Прижав руки к лицу, девушка заплакала. Сергей вскочил, не зная, что делать, и растерянно, как ребенка, погладил ее по голове:

– Наташенька, не надо! Пойдем домой?

– Погоди, Сережа, – Людмила тоже встала, отстранила его и, отведя руки Наташи в сторону, спокойно спросила:

– Твоя сестра в аварии погибла? И тебе только что сказали?

– Ага. Две недели уже, а я ничего…

– Да, тяжело. Сейчас люди гибнут больше в авариях, а умирают от рака, да от сердца, и неизвестно, что лучше. У нас в родильном после родов женщина на той неделе умерла – тромб. А ребенок живой. Что ж, поплачь.

Ее размеренная речь подействовала на Наташу успокаивающе.

– Извините, – всхлипнув в последний раз, девушка взяла себя в руки, – вы рассказывали, как болела ваша мама, и я вдруг вспомнила. Но только с моей такого не было.

– Люди разные бывают, – спокойно возразила Людмила, – жизнь у них разная, характер разный, и от этого болезни у них по‑разному протекают, – она внимательно посмотрела на Наташу и неожиданно спросила: – Это твоя невеста, Сережа? Вы друг другу подходите. Смотри, береги ее, не обижай.

Сергей смутился, но Наташа, не дав ему возразить, с неожиданным оживлением повернула лицо к Людмиле и сказала:

– Знаете, мне так ваш Антошка понравился! Такой маленький, а уже так хорошо говорит! Можно нам будет его увидеть?

Впервые за все время губы Людмилы тронула скупая улыбка.
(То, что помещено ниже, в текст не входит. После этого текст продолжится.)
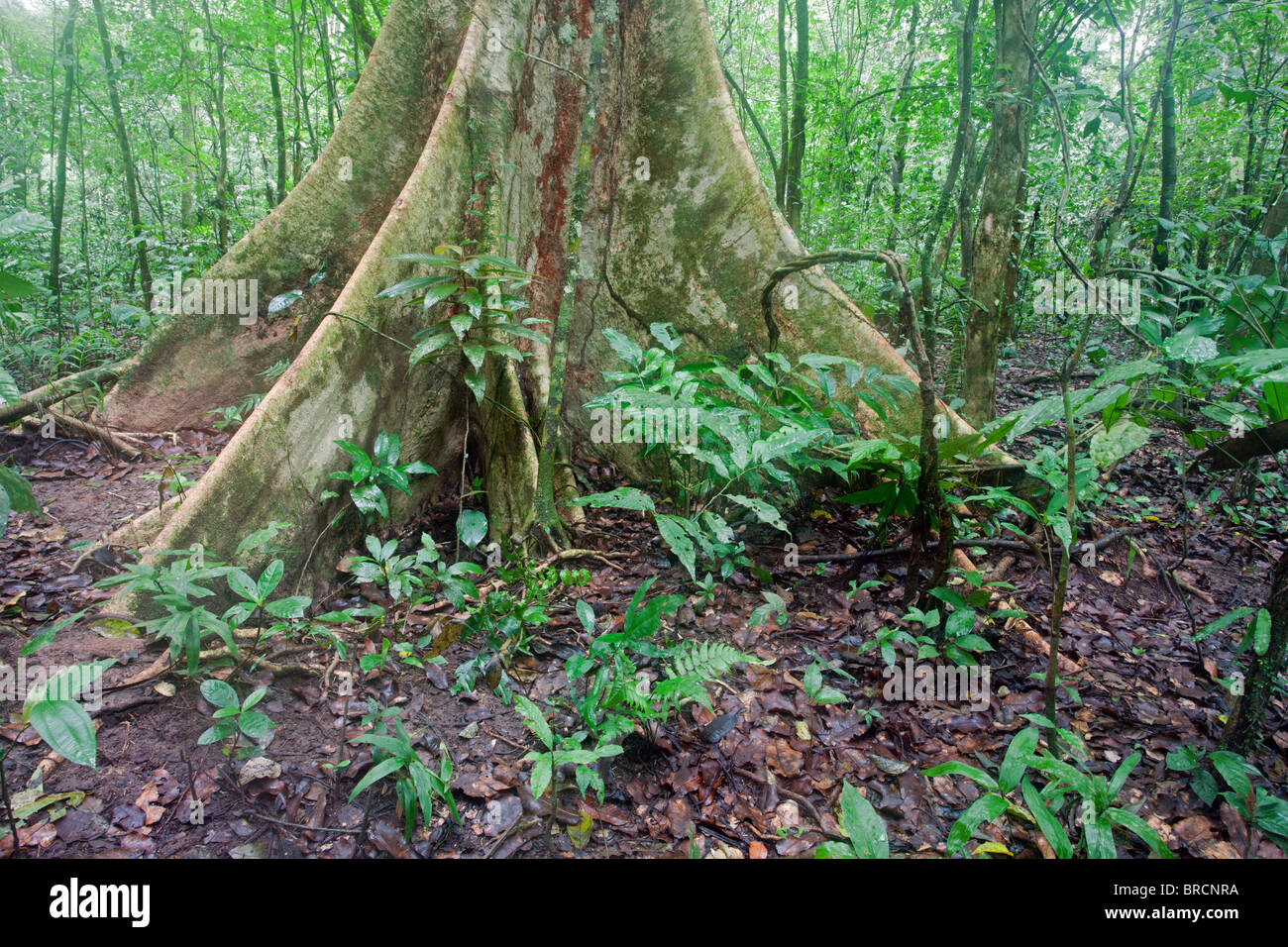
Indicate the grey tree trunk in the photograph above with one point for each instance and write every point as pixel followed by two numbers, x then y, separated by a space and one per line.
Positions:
pixel 999 210
pixel 603 142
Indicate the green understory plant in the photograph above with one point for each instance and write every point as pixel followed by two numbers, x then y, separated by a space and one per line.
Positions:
pixel 54 711
pixel 1211 771
pixel 726 440
pixel 629 681
pixel 861 825
pixel 416 785
pixel 235 716
pixel 370 474
pixel 561 751
pixel 1050 808
pixel 477 296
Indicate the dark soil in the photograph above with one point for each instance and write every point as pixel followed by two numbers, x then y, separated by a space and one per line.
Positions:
pixel 759 777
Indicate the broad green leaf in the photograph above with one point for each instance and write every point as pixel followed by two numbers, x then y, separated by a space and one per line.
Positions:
pixel 862 825
pixel 67 728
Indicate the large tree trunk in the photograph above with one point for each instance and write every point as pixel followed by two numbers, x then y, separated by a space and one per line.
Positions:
pixel 603 144
pixel 200 361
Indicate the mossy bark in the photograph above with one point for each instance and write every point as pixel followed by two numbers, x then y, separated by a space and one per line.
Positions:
pixel 194 363
pixel 614 170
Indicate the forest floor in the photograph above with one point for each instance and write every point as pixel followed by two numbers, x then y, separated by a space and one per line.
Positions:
pixel 758 779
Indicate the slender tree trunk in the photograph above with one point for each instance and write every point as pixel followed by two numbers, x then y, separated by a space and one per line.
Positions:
pixel 1009 145
pixel 1167 161
pixel 67 52
pixel 785 136
pixel 361 25
pixel 123 140
pixel 800 90
pixel 222 127
pixel 274 86
pixel 901 142
pixel 965 68
pixel 327 65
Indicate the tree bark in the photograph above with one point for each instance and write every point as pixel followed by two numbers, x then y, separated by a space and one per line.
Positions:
pixel 196 363
pixel 800 90
pixel 1009 145
pixel 609 163
pixel 1167 159
pixel 222 129
pixel 67 51
pixel 123 140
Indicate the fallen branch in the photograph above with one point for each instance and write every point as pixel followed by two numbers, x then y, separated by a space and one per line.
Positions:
pixel 40 398
pixel 116 445
pixel 1236 451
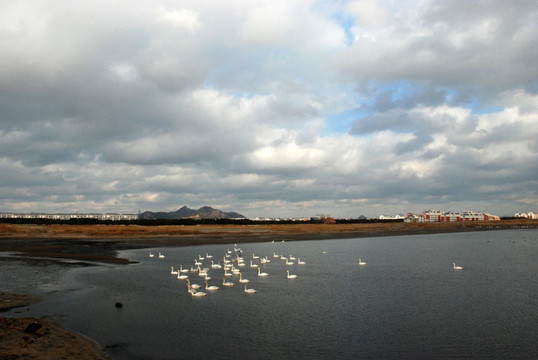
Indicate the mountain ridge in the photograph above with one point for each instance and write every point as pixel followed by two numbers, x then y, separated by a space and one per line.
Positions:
pixel 205 212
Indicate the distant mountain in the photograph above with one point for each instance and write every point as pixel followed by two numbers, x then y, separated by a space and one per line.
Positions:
pixel 205 212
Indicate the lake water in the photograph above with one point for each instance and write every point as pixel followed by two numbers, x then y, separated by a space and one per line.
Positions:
pixel 407 302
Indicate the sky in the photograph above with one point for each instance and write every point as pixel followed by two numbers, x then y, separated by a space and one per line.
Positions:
pixel 269 108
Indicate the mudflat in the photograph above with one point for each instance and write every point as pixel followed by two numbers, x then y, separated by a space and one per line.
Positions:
pixel 100 243
pixel 22 338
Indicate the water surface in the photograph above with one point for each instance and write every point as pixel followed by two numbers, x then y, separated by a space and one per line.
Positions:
pixel 407 302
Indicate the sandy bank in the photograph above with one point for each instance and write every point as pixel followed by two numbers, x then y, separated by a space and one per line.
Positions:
pixel 28 338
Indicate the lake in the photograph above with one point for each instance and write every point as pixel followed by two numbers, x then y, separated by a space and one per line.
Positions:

– Конечно. Сейчас позову их с Андрюшей, будем чай пить, а то засиделись мы тут с разговорами. С племянником познакомишься, – она посмотрела на Сергея и хотела подняться, но он удержал ее за руку, не отреагировав на улыбку.

– Прости, а Андрей – это кто? Спрашиваю, чтобы не попасть в неловкую ситуацию.

– Ну, какая там неловкая, – мягко возразила Людмила. – Мне с ним хорошо, ему со мной. Конечно, я планов не строю – Андрей моложе меня, красавец, но что есть, то есть. Мы вместе работаем, Сейчас он живет с нами.

– Понятно, ты человек взрослый. Только как это скажется на моем племяннике?

– Они с Антошкой очень любят друг друга. А что мне делать, Сережа, ведь и мне хочется немного счастья.

– Он не хочет регистрировать ваши отношения?

– Я об этом с ним даже не говорю – зачем? Знаешь, Сережа, мамаша наша с тобой в роддоме работала, и за ней иногда папаши новорожденных пытались приударить – жена‑то рожает, а тут ядреная женщина и чистая, раз акушеркой работает. Мамаша часто рассказывала при мне приятельницам, как мужики пытаются к ней подкатиться, а она их гонит в шею. Постоянно мне себя в пример приводила: видишь, мол, какая я порядочная, и ты сначала мужчину в ЗАГС тащи, а потом с ним ложись, а то люди уважать не будут. Вот я и думаю, что бог с ним – пусть мамаше уважение остается, а мне и счастья достаточно. Как захочет, Андрей, так и будет, а я его насильно никуда тащить не буду. Вы вот с Наташей – вам тоже лучше сначала себя проверить и пожить до свадьбы, как муж с женой.